Kils watched the other tug crew being rescued by America. “The last guy was complaining of chest pains and clutching his chest,” he said. “So we circled around. I maneuvered closer from the upwind side and nosed my boat against the hull of the tug. He attempted to leap toward us just as the last pockets of air escaped from the tug, erupting like a whale’s blowhole as she sank to the bottom in a boil. We were able to quickly pull him out of the cold water.”
“NYPD tried to launch a helicopter, but couldn’t because of the fog,” Kils said. “So I figured I should bring them over to the pilot ship because at least they had heat and probably some medical equipment on board.”

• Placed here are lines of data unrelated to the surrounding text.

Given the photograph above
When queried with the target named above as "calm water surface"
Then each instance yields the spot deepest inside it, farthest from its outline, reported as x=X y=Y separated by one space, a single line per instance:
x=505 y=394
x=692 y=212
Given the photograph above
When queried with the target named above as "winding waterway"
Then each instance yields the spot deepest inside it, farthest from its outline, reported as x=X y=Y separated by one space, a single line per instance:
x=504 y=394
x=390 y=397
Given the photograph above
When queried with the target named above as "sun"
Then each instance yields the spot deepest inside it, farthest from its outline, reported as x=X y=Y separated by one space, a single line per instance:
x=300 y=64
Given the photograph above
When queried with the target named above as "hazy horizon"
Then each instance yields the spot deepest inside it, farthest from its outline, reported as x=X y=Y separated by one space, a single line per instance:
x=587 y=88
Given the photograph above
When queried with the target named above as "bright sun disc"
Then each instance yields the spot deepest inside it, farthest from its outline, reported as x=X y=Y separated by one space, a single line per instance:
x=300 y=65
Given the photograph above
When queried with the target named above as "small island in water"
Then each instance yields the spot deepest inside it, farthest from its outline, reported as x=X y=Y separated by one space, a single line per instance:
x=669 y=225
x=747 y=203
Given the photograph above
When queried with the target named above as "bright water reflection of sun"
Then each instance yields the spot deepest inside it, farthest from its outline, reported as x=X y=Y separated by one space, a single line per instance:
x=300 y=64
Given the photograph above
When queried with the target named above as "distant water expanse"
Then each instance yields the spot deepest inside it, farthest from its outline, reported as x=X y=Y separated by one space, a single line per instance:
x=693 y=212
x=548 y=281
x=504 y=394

“He was complaining about serious chest pains and I was afraid he was having a heart attack,” Dobrowolski said of Klein. “It turned out to be cracked ribs. Eventually they were transferred to the New York” when the 185-foot vessel arrived to help and tow America. They were treated for hypothermia and the crewman with the difficulty breathing was given oxygen. The Coast Guard picked up the four crewmen from New York and brought them to Staten Island for treatment.
Kils said Klein called him two days after the rescue. “He told me that he had actually placed a call to his wife and left a voice message saying goodbye to her. He thought this was it for him. And he said, ‘out of the fog appears your boat.’ It was pretty cool.”
This was Kils’ first rescue at sea. “I was a lifeguard for many years and I would get the occasional person in the pool,” he said, “but nothing like this. It was spooky out there.”
In a January letter to Capt. Richard Schoenlank, president of the New Jersey Sandy Hook Pilots, George Wittich, president of Wittich Bros. Marine of Brielle, N.J., said he and his brother William, owners of Sea Lion, wanted to thank the 14 on board New York and America. “Their quick and professional response was the reason why these men are alive today,” Wittich wrote.
He added that he was “happy to report that the entire crew of the Sea Lion is in good health. Of the crewmembers that were admitted to the hospital on the evening of the casualty, all were released that same evening without suffering any injury. The prompt action of your crews ensured this outcome. Our crew was extremely grateful, citing that when receiving initial first aid, some of your men literally took the shirts off their backs to help facilitate a controlled return to normal body temperature.”
Wittich said, “the actions of your crew exemplify the highest levels of professional seamanship. While no one ever wants to lose a vessel, we were truly blessed that when our tug did go down, it was within VHF range of the Sandy Hook Pilots — and thankfully, your professional mariners were attentively standing watch and immediately reacted without hesitation.”
Schoenlank said, “anyone working on the water would do the same if they had the chance, knowing someday the situation might be reversed and that it could be you praying for a rescue boat to come blasting out of the fog as the vessel beneath you sinks into frigid water.”